Caitlin Rowen (left) and grandfather Meic Stevens (right). Image Credit: Caitlin Rowen (left) and Rhys Llywd, Flickr, CC BY-NC-SA 2.0 (right).

‘I was just a little girl exploding with words’: Young mum enters poetry competition and follows in famous grandfather’s footsteps

The competition encourages any poet or musician to enter work about the environment 

A MOTHER who hopes to win £10,000 in a poetry contest says she would spend some of the money on poetry workshops for parents in her community.

Creativity runs in the family for Caitlin Rowen, 25, from Tremorfa, who is the granddaughter of Welsh musician Meic Stevens while her aunt Megan Batin organises open mic nights.

Mrs Rowen entered the competition, which is themed around the environment, because she has become more worried about the future since the birth of her daughter Kalli, aged two.

“I care a lot more about the world we’re making for her,” she said.

Mrs Rowen entered her poem Change – which you can watch above – in the Poetry and Folk in the Environment competition, run by Home Stage, an organisation that helps poets and musicians.

Mrs Rowen would like to set up a free poetry workshop for parents and children at the old STAR centre in Splott, to help parents with the cost of childcare.  

Her poem was motivated by the news global average temperatures rose by over 1.5C for the first time.

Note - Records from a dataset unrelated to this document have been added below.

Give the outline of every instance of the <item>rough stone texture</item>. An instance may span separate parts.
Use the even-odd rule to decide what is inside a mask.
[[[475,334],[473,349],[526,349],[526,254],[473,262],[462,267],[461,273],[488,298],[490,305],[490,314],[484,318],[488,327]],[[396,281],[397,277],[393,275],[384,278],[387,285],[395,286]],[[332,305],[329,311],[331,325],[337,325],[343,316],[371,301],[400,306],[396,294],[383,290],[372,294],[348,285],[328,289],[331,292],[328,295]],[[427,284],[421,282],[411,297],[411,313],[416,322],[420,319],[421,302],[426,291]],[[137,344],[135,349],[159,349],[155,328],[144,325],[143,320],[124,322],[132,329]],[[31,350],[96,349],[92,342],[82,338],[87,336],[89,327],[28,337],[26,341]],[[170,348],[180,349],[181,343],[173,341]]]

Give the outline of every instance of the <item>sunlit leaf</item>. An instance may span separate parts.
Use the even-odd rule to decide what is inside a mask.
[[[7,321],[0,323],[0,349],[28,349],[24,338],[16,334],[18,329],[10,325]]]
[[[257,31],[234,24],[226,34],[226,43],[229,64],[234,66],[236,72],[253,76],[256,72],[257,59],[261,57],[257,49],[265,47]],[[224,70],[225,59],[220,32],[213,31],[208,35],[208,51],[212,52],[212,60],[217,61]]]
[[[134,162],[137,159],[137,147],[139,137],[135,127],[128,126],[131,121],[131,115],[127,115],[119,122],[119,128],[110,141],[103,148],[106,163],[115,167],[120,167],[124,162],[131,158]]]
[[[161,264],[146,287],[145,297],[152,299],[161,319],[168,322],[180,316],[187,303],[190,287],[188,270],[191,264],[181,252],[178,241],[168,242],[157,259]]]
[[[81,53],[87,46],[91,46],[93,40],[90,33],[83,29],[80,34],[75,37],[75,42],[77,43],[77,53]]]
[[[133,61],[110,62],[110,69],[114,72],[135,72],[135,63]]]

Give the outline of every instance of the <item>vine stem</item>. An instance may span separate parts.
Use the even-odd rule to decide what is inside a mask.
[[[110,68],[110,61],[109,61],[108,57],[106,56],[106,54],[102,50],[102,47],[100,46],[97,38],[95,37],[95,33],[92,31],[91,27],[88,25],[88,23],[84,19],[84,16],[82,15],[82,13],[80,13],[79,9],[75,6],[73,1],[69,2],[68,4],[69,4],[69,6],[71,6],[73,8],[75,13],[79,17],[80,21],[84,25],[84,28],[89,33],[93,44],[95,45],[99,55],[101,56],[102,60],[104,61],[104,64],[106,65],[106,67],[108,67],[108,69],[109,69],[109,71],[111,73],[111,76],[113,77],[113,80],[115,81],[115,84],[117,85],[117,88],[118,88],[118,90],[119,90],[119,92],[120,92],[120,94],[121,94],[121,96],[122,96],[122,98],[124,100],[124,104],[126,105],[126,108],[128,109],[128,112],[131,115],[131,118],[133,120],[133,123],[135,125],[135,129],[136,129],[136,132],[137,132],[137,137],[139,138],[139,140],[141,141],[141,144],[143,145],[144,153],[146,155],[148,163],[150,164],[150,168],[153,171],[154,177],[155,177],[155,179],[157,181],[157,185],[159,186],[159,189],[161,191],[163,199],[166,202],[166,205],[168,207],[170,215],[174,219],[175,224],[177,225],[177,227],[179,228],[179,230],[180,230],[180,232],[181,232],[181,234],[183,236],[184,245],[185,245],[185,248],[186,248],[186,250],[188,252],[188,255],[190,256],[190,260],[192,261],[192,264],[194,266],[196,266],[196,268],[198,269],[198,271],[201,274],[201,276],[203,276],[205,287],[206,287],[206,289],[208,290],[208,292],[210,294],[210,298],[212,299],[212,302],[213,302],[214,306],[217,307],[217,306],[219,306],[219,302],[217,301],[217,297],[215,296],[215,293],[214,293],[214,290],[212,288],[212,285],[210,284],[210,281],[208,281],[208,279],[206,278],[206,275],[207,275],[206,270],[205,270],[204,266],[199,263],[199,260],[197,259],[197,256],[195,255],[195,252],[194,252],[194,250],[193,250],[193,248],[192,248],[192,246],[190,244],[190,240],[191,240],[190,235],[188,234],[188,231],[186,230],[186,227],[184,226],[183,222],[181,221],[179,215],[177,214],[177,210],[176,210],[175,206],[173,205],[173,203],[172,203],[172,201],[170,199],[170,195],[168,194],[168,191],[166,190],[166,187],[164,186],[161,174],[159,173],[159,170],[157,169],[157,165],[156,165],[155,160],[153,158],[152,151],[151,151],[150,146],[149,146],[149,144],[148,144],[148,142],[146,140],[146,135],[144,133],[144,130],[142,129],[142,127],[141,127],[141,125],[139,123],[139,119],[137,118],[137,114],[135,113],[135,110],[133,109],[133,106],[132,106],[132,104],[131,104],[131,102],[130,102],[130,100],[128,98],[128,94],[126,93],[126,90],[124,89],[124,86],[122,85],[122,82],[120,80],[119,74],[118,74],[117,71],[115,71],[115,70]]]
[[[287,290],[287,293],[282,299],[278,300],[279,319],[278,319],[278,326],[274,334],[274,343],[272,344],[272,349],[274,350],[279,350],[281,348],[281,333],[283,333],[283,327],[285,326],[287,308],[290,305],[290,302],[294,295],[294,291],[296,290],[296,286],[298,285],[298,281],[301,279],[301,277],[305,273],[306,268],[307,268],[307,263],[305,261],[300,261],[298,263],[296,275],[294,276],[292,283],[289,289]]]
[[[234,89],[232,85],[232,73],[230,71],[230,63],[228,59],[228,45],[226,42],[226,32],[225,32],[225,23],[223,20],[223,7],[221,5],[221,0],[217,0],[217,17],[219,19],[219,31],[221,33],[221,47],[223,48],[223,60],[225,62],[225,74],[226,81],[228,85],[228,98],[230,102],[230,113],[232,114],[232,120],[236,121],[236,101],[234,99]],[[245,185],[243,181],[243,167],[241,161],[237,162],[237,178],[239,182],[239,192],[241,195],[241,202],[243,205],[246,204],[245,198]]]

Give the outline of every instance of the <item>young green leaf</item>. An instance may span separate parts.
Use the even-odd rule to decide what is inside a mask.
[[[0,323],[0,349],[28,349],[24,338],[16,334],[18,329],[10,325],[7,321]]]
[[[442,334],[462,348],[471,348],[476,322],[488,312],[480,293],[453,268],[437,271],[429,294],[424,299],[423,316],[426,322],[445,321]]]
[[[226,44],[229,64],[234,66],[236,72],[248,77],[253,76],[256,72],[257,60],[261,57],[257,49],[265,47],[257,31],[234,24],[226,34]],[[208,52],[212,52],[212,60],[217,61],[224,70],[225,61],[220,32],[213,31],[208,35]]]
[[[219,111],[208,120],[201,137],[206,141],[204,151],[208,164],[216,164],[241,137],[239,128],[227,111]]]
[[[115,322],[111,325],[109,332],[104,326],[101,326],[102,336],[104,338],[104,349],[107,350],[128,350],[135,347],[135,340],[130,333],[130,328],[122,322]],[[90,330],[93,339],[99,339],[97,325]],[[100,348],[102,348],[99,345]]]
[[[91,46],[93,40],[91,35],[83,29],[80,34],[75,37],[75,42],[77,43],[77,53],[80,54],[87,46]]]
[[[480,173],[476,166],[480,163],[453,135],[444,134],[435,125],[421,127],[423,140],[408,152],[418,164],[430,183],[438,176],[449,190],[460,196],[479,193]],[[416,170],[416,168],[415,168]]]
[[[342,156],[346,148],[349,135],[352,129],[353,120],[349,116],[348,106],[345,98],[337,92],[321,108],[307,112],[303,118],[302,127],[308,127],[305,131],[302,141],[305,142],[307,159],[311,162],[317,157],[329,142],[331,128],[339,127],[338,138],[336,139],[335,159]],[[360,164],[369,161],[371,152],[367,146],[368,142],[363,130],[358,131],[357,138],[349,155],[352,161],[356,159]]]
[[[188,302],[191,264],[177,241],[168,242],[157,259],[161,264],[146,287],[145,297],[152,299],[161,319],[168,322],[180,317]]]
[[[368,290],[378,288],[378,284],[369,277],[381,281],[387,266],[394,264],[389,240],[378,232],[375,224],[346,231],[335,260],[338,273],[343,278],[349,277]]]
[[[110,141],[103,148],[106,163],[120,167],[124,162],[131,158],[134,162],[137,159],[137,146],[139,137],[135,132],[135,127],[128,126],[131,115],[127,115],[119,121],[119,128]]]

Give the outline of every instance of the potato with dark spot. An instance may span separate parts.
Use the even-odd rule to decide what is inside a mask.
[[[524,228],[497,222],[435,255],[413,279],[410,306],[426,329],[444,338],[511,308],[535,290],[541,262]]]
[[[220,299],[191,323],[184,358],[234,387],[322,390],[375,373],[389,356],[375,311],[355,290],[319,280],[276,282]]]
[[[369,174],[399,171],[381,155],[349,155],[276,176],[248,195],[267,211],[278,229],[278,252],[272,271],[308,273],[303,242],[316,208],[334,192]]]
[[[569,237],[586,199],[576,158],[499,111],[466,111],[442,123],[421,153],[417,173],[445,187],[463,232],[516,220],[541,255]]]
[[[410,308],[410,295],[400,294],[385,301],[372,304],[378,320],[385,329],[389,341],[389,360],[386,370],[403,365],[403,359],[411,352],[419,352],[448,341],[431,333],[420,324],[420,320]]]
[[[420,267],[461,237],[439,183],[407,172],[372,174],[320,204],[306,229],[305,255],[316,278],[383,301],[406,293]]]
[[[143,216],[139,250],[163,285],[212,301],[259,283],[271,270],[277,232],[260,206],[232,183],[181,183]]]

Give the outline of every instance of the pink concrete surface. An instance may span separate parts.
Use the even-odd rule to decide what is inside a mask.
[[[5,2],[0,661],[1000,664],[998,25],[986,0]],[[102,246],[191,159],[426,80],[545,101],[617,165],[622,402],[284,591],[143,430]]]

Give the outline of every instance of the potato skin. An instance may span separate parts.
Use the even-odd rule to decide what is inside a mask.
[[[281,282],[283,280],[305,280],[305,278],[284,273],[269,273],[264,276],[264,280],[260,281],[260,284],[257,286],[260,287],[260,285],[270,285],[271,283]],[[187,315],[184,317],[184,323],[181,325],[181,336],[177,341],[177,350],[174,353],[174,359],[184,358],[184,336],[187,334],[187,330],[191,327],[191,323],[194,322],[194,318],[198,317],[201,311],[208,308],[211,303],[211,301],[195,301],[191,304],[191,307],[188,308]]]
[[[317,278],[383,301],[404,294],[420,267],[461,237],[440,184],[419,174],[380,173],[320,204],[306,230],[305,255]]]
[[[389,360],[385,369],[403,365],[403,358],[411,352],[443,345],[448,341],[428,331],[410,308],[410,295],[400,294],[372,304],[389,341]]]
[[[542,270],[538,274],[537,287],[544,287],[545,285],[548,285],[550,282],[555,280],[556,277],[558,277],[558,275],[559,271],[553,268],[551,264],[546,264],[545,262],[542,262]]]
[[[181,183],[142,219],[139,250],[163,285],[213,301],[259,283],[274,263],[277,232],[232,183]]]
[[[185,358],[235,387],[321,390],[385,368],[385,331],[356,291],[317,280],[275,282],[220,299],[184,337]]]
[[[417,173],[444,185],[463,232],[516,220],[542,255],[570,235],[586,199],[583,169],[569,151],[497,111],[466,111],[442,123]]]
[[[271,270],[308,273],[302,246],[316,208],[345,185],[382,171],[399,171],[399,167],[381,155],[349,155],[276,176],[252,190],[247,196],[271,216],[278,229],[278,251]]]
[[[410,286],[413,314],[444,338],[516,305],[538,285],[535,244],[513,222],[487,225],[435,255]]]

Her early experiences of nature have also fed her growing concern about the climate. She grew up in Solva, Pembrokeshire like her famous grandfather.

“There was not a lot to do but explore nature,” she said.

 “I was just a little girl exploding with words.”  

Meic Stevens with his great-granddaughter Kalli. Image Credit: Caitlin Rowen.

Mrs Rowen wrote her entry for the competition at the Railway Gardens creative writing group, which she attends regularly. She recorded the poem as a video – which all the competition entries are – and she jokes that the main challenge was that her daughter kept interrupting.

Before becoming a stay-at-home mum, Mrs Rowen worked as a mental health nurse and if she wins the competition she would also use some of the money to publish her novel, Wildflower, about a rural girl with ADHD.  

Mrs Rowen has ADHD and believes that it also inspires her work. 

“I think that helps me the most, the way I think is quite poetic sometimes.” 

  • Submissions for the competition are open until 30 April and the winner will be announced the following week. Entries are voted on by liking the Youtube video.